Gold Price Outlook: Gold Prices Continue Their Descent

Gold Price Outlook

Continuing on its steady price decline, gold has fallen 8% year to date. The gold price outlook was hit hard from as it followed its traditional trajectory that carries it up with market crashes and down with more market liquidity. This huge market swing following bursting housing bubble lead to long term declines. While consumer demand should theoretically offset these declines, the housing bubble was too big for consumerism alone to fix. Furthermore, gold tends to carry a certain amount of sensitivity to global political issues, but the prices have remained rather indifferent throughout the various crises of late.

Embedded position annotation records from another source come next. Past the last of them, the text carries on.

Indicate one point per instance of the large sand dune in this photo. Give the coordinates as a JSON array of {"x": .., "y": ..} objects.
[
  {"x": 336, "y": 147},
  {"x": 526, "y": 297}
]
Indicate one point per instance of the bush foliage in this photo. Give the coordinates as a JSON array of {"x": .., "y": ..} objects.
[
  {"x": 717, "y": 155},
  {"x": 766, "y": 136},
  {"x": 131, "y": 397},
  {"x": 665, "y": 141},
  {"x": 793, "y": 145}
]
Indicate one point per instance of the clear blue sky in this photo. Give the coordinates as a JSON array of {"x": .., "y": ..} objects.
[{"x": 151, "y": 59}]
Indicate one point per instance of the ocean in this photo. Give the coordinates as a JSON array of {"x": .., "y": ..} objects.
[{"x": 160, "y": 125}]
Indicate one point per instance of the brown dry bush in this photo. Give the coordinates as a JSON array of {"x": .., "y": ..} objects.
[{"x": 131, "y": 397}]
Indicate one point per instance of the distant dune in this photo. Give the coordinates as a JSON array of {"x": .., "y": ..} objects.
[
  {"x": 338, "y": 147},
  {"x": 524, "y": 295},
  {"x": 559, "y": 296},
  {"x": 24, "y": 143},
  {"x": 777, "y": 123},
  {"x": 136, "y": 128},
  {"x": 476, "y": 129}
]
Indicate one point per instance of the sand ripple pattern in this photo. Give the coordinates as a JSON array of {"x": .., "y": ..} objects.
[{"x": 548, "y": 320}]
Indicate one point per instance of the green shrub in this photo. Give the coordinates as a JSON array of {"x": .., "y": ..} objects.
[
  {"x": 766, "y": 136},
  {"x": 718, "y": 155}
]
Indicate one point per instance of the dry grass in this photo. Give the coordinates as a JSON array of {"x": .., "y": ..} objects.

Although the United States abandoned the gold standard decades ago, people historically tend to invest in gold when the dollar weakens. This explains why analysts believe that when the housing bubble burst, the price of gold increased. A seemingly psychological reason, the theory finds merit in econometric formulas used by analysts. Now that we have more liquidity in the market, people have divested more of the gold in their portfolios. Although demand for gold use by consumers should increase with liquidity injections from central banks, the commodity’s demand as of late has not increased enough to offset its sobering decline. Furthermore, as a major gold consumer, China’s recently volatile market has not helped matters.

Gold typically reacts to political matters, but the most recent issues such as the Greek debt crisis, a tight presidential election, and Hillary Clinton’s Benghazi scandal, appear to have little effect on the commodity. Similar to gold’s inverse relationship to the dollar, investors rely less on gold to mitigate portfolio risk in times of political uncertainty.

Source: Financial Times: <>

As gold continues on its downward trend, analysts await to see how the Federal Reserve’s impending interest rate hike will influence its price. The commodities market as a whole is struggling along with gold. However, the difference lies in the confidence level of market analysts and invetors. For example, analysts anticipated the nuclear deal’s impact oil and gas prices. On the other hand, global political issues have had an unpredictable influence on this particular commodity. With gold’s demand not rising enough to counteract these ill effects, gold has found itself in uncharted territory.